Re: Corpora: Brill's POS tags application

eric@scs.leeds.ac.uk
Thu, 25 Jun 1998 10:20:06 +0100

>I'd like to know if Brill's POS tags have been applied any other languages
>other than English. Any references are welcome.

Ketty,
The European-Union-funded EAGLES initiative
(see http://www.ilc.pi.cnr.it/EAGLES96/home.html )
has drawn up recommended linguistic annotations at
a number of linguistic levels, to be applicable to
all EU languages (and, in principle, others).

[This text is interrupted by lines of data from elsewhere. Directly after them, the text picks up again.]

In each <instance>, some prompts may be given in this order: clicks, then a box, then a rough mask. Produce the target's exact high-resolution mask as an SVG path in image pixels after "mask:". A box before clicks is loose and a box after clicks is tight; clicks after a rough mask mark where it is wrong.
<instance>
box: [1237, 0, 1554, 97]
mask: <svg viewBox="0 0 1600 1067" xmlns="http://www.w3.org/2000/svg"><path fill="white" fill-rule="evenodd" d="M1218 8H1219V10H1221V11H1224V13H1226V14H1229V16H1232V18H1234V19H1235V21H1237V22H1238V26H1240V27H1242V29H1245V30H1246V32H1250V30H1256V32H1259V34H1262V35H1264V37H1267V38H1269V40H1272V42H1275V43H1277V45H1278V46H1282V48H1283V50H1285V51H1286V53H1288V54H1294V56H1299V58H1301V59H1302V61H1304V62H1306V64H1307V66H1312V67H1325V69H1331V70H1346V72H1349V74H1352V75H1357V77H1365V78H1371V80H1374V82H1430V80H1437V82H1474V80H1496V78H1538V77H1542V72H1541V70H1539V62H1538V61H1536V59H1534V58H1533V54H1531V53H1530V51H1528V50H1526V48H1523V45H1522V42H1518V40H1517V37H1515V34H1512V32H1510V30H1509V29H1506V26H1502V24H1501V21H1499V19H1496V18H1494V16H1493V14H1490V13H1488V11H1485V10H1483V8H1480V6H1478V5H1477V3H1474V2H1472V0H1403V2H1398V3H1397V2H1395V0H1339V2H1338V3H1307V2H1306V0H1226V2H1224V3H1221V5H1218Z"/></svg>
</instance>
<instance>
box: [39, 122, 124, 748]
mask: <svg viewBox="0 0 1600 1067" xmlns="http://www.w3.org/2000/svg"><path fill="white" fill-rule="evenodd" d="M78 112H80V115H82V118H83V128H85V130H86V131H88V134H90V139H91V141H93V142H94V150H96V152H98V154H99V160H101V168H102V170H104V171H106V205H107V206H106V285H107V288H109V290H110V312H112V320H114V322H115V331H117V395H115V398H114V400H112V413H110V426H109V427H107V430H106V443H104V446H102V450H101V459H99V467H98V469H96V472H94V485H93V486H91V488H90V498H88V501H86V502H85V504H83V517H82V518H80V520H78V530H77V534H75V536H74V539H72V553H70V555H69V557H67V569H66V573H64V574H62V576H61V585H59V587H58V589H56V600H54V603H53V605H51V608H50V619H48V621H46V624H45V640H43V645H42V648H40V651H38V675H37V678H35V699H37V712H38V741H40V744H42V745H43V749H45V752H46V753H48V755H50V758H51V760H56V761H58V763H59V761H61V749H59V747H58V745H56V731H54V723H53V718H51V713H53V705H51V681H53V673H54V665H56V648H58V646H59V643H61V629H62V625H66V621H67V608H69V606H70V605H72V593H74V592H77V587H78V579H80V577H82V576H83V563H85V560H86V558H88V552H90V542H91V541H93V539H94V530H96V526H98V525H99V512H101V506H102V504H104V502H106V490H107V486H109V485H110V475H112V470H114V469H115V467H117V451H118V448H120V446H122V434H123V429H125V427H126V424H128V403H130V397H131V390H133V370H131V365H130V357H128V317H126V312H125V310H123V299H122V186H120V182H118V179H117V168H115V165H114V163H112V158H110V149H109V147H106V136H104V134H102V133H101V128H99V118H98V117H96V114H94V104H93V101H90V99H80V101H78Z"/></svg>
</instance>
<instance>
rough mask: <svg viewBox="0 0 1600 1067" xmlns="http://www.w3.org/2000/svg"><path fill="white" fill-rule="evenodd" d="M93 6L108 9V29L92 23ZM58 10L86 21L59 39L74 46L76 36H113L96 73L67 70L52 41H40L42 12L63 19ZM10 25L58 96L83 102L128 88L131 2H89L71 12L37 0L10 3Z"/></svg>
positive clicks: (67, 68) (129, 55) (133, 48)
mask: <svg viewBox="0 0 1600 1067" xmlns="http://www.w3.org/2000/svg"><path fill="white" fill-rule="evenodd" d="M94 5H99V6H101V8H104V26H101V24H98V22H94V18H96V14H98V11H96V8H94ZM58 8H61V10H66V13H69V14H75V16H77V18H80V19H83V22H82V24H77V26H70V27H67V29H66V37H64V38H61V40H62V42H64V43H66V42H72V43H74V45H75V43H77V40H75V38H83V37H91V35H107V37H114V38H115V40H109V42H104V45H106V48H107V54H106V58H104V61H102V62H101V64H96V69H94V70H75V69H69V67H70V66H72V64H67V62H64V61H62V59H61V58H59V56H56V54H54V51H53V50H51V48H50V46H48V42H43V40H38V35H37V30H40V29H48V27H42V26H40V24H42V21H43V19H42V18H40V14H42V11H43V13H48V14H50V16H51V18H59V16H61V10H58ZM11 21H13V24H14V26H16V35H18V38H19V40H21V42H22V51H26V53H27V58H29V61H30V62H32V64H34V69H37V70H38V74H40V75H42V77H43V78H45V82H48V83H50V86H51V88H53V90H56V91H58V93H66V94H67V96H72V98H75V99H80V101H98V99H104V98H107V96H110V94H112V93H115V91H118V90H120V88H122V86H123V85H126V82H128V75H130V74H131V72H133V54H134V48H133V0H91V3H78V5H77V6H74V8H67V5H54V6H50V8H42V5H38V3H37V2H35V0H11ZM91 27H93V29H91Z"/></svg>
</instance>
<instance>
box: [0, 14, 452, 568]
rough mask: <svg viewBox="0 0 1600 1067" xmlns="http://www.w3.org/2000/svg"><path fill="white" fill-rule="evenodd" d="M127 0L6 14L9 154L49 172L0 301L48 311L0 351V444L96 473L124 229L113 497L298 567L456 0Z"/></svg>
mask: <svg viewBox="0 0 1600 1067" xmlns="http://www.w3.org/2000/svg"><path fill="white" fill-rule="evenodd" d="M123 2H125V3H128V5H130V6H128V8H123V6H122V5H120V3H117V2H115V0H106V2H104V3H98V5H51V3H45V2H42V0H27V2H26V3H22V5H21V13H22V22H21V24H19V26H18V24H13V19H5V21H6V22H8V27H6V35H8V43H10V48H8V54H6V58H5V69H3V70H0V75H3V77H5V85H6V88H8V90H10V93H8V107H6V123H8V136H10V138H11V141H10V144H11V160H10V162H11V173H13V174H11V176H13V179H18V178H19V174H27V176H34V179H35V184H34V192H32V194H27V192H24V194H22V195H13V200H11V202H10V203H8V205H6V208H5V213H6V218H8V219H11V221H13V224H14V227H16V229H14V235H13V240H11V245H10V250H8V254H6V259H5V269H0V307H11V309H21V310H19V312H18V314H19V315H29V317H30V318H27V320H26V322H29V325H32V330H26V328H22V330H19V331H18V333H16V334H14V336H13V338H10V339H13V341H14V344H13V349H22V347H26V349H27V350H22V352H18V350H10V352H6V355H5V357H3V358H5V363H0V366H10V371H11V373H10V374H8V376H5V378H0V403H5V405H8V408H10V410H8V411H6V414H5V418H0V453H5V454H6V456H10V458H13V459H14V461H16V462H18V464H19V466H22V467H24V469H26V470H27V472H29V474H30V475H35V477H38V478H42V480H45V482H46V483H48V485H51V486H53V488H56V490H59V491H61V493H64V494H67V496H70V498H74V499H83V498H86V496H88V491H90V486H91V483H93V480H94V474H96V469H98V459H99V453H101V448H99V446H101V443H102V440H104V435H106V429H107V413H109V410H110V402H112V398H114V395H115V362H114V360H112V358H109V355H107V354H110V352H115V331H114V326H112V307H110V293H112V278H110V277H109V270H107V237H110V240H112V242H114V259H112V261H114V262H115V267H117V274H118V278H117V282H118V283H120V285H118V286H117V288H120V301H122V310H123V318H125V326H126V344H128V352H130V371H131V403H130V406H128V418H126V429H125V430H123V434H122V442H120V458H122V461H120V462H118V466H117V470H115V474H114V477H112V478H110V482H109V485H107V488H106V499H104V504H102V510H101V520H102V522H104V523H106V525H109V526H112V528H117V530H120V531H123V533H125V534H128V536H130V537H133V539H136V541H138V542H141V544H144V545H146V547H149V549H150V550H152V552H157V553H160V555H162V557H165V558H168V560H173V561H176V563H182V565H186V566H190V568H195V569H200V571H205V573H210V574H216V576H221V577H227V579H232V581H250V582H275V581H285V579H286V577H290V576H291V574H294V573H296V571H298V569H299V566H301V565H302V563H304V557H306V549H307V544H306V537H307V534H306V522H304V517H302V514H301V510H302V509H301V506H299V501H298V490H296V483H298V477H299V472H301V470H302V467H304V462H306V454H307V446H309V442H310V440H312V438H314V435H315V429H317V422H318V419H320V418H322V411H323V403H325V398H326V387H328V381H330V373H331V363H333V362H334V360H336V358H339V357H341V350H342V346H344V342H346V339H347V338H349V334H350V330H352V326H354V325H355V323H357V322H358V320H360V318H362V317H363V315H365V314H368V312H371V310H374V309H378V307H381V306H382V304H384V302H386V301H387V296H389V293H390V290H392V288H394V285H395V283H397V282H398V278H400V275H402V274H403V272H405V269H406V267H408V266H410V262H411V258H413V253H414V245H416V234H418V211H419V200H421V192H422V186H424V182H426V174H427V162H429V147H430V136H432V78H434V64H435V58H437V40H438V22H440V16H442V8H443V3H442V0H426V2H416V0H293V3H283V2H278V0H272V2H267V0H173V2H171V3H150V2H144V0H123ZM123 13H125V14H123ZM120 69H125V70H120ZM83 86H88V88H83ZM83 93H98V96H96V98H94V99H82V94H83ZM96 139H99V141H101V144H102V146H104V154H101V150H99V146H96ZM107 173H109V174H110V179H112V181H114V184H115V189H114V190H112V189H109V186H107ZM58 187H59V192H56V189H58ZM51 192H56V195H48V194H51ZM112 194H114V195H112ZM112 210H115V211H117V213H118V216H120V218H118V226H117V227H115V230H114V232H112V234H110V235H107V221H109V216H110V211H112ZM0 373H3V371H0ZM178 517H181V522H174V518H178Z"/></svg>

The
recommended POS-tagset is detailed in
"Recommendations for the morphosyntactic
annotation of corpora", by Geoff Leech and Andrew Wilson,
available in html or postscript formats from
http://www.ilc.pi.cnr.it/EAGLES96/browse.html (Text Corpora
section).

If you're looking for a tagset to apply across languages,
I'd recommend this one, as it has been carefully thought
out (by an expert committee) to be `language-neutral'.
As far as I know, "Brill's POS tags" are a (slightly
modified) version of the Brown corpus tagset, the first
attempt to define a tagset for English corpus annotation
(see Greene, B.B. & G.M. Rubin. 1981. "Automatic grammatical
tagging of English" Providence, R.I.: Department of Linguistics,
Brown University) - NOT designed with other languages in
mind, rather for the pragmatic task of POS-tagging an English
corpus with computing resources available at the time
(eg corpus linguists hadn't stumbled across HMMs etc yet...)

In fact, a range of other tagsets have also been designed
for English, which you *might* consider trying with other
languages. For descriptions of 8 of these (Brown, International
Corpus of English (ICE), London-Lund Corpus (LLC), Lancaster-
Oslo/Bergen (LOB), Unix-Parts, Polytechnic of Wales (PoW),
Spoken English Corpus (SEC), Univ of Pennsylvania (UPenn), see
the documentation we collected for our AMALGAM project at Leeds,
http://www.scs.leeds.ac.uk/amalgam/tagsets/tagmenu.html
- and you can get a feel for how they apply to ENGLISH
text by mailing your sample to amalgam-tagger@scs.leeds.ac.uk
(see http://www.scs.leeds.ac.uk/amalgam/amalgam/amalghome.htm )

One other tagset you should consider is the ENGCG tagset, see
http://www.lingsoft.fi/doc/engcg/intro/mtags.html - versions
of the English Constraint Grammar tagger/parser have been/will be
built for other languages, and I *think* basically the same
tagsets are used - you'll have to check this out yourself,
the lingsoft homepage is http://www.lingsoft.fi/
(in particular, check out the answer to the last FAQ - cool!)
A possible drawback for University researchers is that
"Lingsoft, Inc. is a linguistic software company", i.e. they
are not funded by Higher Education Funding Councils or equivalent,
so they have to charge for their services to make a living -
but I note you have a commercial email address so you should have
plenty of funds to pay for corpus linguistics research resources?!?

I hope this helps - I'd be interested to hear more of the background
to your question, why do you want a "language-universal" tagset?

Eric

Eric Atwell, Senior Lecturer in Artificial Intelligence,
Director, Centre for Computer Analysis of Language And Speech (CCALAS)
School of Computer Studies, University of Leeds, LEEDS LS2 9JT, England
EMAIL: eric@scs.leeds.ac.uk TEL: (44)113-2335761 FAX: (44)113-2335468
WWW: http://www.scs.leeds.ac.uk/scs/public/staff/eric.html